When I returned to my apartment that evening, I asked my mom to send me some childhood videos that exhibited some of the moments I had recollected. I was immediately overcome by a bellied laughter when hit with the realization that, while so many years had passed, so little had changed.
The video that I received starred my brother and me at age four, bouncing giddily on a mini trampoline in my grandparents’ backyard in Medford, Ore. Shortly after our jumping had commenced, Henry stealthily shot his hips in my direction, sending me flying off the side of the small surface. Without hesitation, I hopped back on the trampoline, carrying on with that incomparable joy that only kids seem to exude. Henry, also unphased, proceeded to knock me off the edge twice more, and my merry oversight of his teasing only fed Henry’s cheeky determination to turn my sweetness into sass. Nevertheless, on his fourth attempt, Henry’s hopes were realized. After stumbling to catch my footing, I stomped the grass and an irritated frown swept across my face. In my abnormally raspy voice, I bellowed, “See, I never wanna have a brother, that’s why!” Sass overcame sweetness, after all.
While our older years may not include quite as many trampoline quarrels, Henry’s sneaky pleasure with pushing my buttons proved to be timeless. Because of moments like the one above, I have acquired an unfortunate, inescapable nickname — when my twin and I tiff, my parents are unable to withstand the urge to compare me to Jennifer Grey. For those who are unfamiliar with the 1986 comedy classic “Ferris Bueller’s Day Off,” Grey is the actress who plays Ferris Bueller’s infamously obnoxious little sister — Jeanie Bueller. She is shamelessly and outwardly envious of her crafty older brother’s cunning schemes.

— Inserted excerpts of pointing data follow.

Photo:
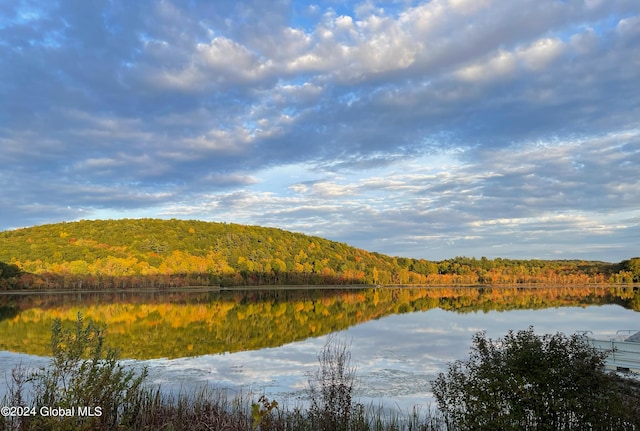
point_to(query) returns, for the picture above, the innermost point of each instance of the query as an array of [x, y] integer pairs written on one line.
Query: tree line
[[158, 253]]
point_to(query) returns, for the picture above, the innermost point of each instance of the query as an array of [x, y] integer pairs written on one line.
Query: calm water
[[398, 344]]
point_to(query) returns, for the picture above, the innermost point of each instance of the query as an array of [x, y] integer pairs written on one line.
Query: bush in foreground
[[521, 382], [530, 382]]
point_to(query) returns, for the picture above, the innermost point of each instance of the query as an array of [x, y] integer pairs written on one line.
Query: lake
[[267, 341]]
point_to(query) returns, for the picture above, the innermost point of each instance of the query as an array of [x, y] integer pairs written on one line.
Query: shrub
[[83, 376], [530, 382], [331, 390]]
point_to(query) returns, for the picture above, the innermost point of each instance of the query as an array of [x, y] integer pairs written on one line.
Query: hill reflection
[[172, 324]]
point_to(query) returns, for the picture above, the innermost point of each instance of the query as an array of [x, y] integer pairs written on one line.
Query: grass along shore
[[520, 382]]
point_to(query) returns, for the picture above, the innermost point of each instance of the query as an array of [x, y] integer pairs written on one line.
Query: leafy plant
[[331, 390], [84, 375], [530, 382]]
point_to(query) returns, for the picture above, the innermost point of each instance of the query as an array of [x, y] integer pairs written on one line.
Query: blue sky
[[423, 129]]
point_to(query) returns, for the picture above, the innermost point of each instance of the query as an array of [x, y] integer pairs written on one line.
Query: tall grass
[[83, 373]]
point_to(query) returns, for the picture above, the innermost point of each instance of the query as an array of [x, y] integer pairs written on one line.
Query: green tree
[[530, 382]]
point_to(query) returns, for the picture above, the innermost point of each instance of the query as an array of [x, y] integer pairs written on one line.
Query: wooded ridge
[[157, 253]]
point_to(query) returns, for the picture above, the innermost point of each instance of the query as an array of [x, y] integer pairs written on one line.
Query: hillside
[[153, 253]]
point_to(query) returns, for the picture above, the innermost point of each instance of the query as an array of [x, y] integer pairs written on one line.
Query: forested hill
[[153, 253]]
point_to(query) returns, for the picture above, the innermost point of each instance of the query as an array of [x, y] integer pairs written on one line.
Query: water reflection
[[396, 356], [400, 338], [148, 325]]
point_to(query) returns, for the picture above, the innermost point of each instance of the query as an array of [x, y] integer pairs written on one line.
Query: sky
[[426, 129]]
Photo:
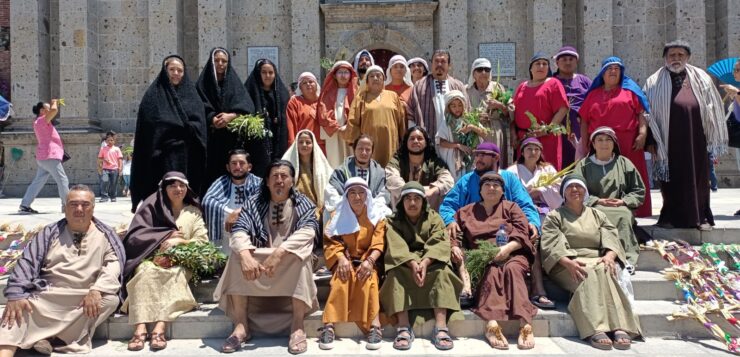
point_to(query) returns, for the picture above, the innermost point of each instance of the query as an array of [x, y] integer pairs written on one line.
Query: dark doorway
[[382, 57]]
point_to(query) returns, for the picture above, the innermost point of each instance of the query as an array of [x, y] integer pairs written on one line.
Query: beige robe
[[163, 294], [598, 304], [269, 304], [71, 274]]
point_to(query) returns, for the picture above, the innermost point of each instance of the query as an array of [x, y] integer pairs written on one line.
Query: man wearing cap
[[467, 191], [576, 85], [426, 107], [687, 120], [267, 284], [494, 115], [66, 283]]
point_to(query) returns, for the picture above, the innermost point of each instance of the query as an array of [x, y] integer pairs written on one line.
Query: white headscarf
[[479, 63], [322, 170], [304, 76], [406, 77], [344, 220], [359, 54]]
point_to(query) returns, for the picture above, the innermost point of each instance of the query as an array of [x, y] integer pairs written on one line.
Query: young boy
[[110, 164]]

Despite their quarrels throughout the movie, Ferris and Jeannie repair their frustrations as humorous understanding squashes all beef. Like this sibling pair, Henry and I are almost always able to see eye-to-eye in the end, and smirks of truce always wipe away my displeased frown and his wily grin. Like Ferris, Henry has and will always know the right buttons to push. We somehow manage to reconcile our differences every time, even if the road to understanding is rocky.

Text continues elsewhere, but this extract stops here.